西洋占星術(せいようせんせいじゅつ)では、アラブ世界西洋諸国で発達してきた、天体が地球に及ぼす効果を研究し予言を行おうとする占星術の体系[1]について述べる。西洋の占星術(羅:astrologia、星々の研究)は、天体は一定の影響を地上にもたらすというマクロコスモスとミクロコスモスの照応という考えに基づいており[1]、一般的に、占う対象に影響を及ぼすとされる諸天体が、出生時などの年月日と時刻にどの位置にあるかをホロスコープに描き出し、それを解釈する形で占う。用いられる黄道十二宮の概念は、初期メソポタミア文明に起源を持ち、ヘレニズム時代にギリシャ人が採用し、ローマ人に受け継がれた[2]。
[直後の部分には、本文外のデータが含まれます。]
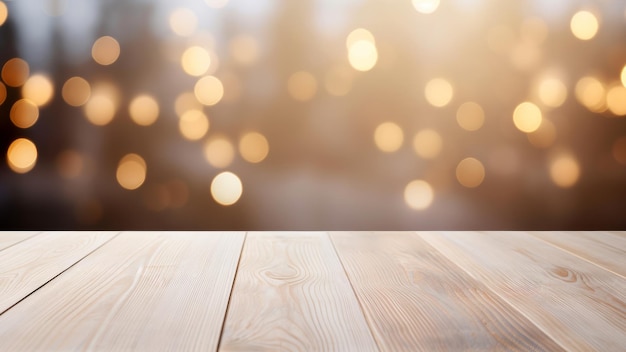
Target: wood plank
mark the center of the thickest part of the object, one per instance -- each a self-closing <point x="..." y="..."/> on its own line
<point x="580" y="305"/>
<point x="415" y="299"/>
<point x="141" y="291"/>
<point x="291" y="294"/>
<point x="9" y="238"/>
<point x="28" y="265"/>
<point x="606" y="249"/>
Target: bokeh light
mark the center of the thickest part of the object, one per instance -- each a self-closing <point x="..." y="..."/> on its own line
<point x="438" y="92"/>
<point x="76" y="91"/>
<point x="226" y="188"/>
<point x="15" y="72"/>
<point x="22" y="155"/>
<point x="144" y="110"/>
<point x="388" y="137"/>
<point x="105" y="50"/>
<point x="584" y="25"/>
<point x="470" y="172"/>
<point x="219" y="151"/>
<point x="527" y="117"/>
<point x="419" y="194"/>
<point x="24" y="113"/>
<point x="253" y="147"/>
<point x="470" y="116"/>
<point x="427" y="143"/>
<point x="131" y="171"/>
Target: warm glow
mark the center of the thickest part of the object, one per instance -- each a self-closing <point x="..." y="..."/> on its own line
<point x="388" y="137"/>
<point x="105" y="50"/>
<point x="552" y="92"/>
<point x="219" y="152"/>
<point x="76" y="91"/>
<point x="24" y="113"/>
<point x="15" y="72"/>
<point x="253" y="147"/>
<point x="183" y="22"/>
<point x="196" y="61"/>
<point x="38" y="89"/>
<point x="193" y="125"/>
<point x="209" y="90"/>
<point x="470" y="172"/>
<point x="425" y="6"/>
<point x="22" y="155"/>
<point x="616" y="100"/>
<point x="226" y="188"/>
<point x="144" y="110"/>
<point x="131" y="171"/>
<point x="302" y="86"/>
<point x="564" y="171"/>
<point x="438" y="92"/>
<point x="363" y="55"/>
<point x="470" y="116"/>
<point x="427" y="143"/>
<point x="584" y="25"/>
<point x="418" y="194"/>
<point x="527" y="117"/>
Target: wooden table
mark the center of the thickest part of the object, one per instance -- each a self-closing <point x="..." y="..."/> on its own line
<point x="313" y="291"/>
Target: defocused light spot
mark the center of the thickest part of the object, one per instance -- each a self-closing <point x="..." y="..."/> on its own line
<point x="591" y="93"/>
<point x="427" y="143"/>
<point x="38" y="89"/>
<point x="219" y="152"/>
<point x="388" y="137"/>
<point x="470" y="116"/>
<point x="70" y="164"/>
<point x="544" y="136"/>
<point x="195" y="61"/>
<point x="183" y="22"/>
<point x="527" y="117"/>
<point x="302" y="86"/>
<point x="22" y="155"/>
<point x="616" y="100"/>
<point x="105" y="50"/>
<point x="131" y="171"/>
<point x="15" y="72"/>
<point x="363" y="55"/>
<point x="244" y="49"/>
<point x="253" y="147"/>
<point x="418" y="194"/>
<point x="209" y="90"/>
<point x="24" y="113"/>
<point x="552" y="92"/>
<point x="144" y="110"/>
<point x="564" y="171"/>
<point x="186" y="101"/>
<point x="470" y="172"/>
<point x="619" y="150"/>
<point x="438" y="92"/>
<point x="338" y="81"/>
<point x="76" y="91"/>
<point x="193" y="125"/>
<point x="584" y="25"/>
<point x="226" y="188"/>
<point x="425" y="6"/>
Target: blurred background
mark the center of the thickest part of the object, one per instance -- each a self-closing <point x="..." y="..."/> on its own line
<point x="313" y="114"/>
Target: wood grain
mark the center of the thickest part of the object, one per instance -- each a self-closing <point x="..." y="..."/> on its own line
<point x="606" y="249"/>
<point x="10" y="238"/>
<point x="141" y="291"/>
<point x="27" y="265"/>
<point x="291" y="294"/>
<point x="580" y="305"/>
<point x="415" y="299"/>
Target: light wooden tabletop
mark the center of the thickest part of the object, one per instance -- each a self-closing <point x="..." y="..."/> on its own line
<point x="312" y="291"/>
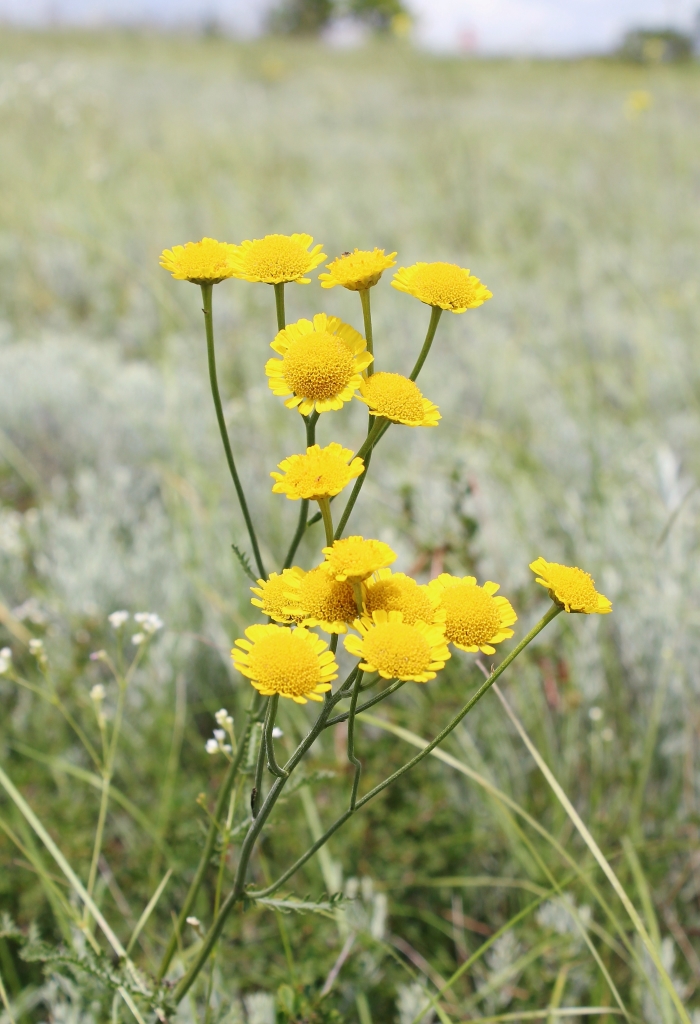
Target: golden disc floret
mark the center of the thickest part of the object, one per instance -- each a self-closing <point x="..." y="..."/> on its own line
<point x="387" y="591"/>
<point x="205" y="262"/>
<point x="271" y="595"/>
<point x="475" y="619"/>
<point x="399" y="399"/>
<point x="320" y="473"/>
<point x="571" y="588"/>
<point x="357" y="270"/>
<point x="314" y="598"/>
<point x="294" y="664"/>
<point x="276" y="259"/>
<point x="354" y="558"/>
<point x="321" y="364"/>
<point x="396" y="649"/>
<point x="444" y="285"/>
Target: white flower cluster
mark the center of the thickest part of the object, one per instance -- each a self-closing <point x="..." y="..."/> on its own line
<point x="5" y="660"/>
<point x="149" y="623"/>
<point x="225" y="723"/>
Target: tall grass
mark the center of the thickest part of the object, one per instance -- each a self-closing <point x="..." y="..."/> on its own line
<point x="571" y="421"/>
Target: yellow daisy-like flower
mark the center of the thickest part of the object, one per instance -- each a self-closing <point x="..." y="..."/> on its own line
<point x="319" y="473"/>
<point x="276" y="259"/>
<point x="388" y="591"/>
<point x="354" y="558"/>
<point x="399" y="399"/>
<point x="571" y="588"/>
<point x="271" y="595"/>
<point x="357" y="270"/>
<point x="316" y="599"/>
<point x="206" y="262"/>
<point x="321" y="364"/>
<point x="294" y="664"/>
<point x="475" y="619"/>
<point x="397" y="649"/>
<point x="443" y="285"/>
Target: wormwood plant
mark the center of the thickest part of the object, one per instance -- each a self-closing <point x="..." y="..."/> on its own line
<point x="395" y="631"/>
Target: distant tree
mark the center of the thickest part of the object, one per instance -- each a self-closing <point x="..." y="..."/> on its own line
<point x="301" y="17"/>
<point x="656" y="46"/>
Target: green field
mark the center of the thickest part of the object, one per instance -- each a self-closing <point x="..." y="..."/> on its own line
<point x="571" y="429"/>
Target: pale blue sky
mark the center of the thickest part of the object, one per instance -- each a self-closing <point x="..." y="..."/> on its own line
<point x="487" y="26"/>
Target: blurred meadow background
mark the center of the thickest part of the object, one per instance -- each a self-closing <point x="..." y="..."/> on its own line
<point x="571" y="429"/>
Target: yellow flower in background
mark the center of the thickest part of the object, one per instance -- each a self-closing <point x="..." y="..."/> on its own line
<point x="388" y="591"/>
<point x="397" y="649"/>
<point x="319" y="473"/>
<point x="294" y="664"/>
<point x="357" y="270"/>
<point x="571" y="588"/>
<point x="316" y="599"/>
<point x="443" y="285"/>
<point x="475" y="619"/>
<point x="354" y="558"/>
<point x="271" y="595"/>
<point x="206" y="262"/>
<point x="276" y="259"/>
<point x="321" y="364"/>
<point x="399" y="399"/>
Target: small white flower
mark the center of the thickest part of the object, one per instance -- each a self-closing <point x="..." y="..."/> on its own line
<point x="5" y="660"/>
<point x="149" y="622"/>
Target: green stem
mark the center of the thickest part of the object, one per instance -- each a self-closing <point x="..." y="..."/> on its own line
<point x="435" y="314"/>
<point x="310" y="422"/>
<point x="324" y="506"/>
<point x="270" y="716"/>
<point x="224" y="793"/>
<point x="279" y="305"/>
<point x="552" y="613"/>
<point x="209" y="327"/>
<point x="351" y="739"/>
占星術は古代から、天体の位置を測定して計算し宇宙の体系の仮説を作る天文学(羅:astronomia、星々の法則)とともに行われ、惑星の位置の精緻な計算を必要とする占星術という実践が、天文学を推進する最大の力だった[3]現代のホロスコープの一例

古代・中世・初期近代のたいていの占星術(伝統的占星術)は、真面目で洗練された研究・実践であり、当時においては超自然的でも非合理的でもなかった[1]潮汐など、天体の地球への影響は明らかに存在し、惑星の光に何らかの影響が伴っていることは疑う余地もなく思われたため、占星術の真偽が論点になることはなく、天の影響の範囲とその影響をいかに正確に予言するかということがもっぱら論争された[1]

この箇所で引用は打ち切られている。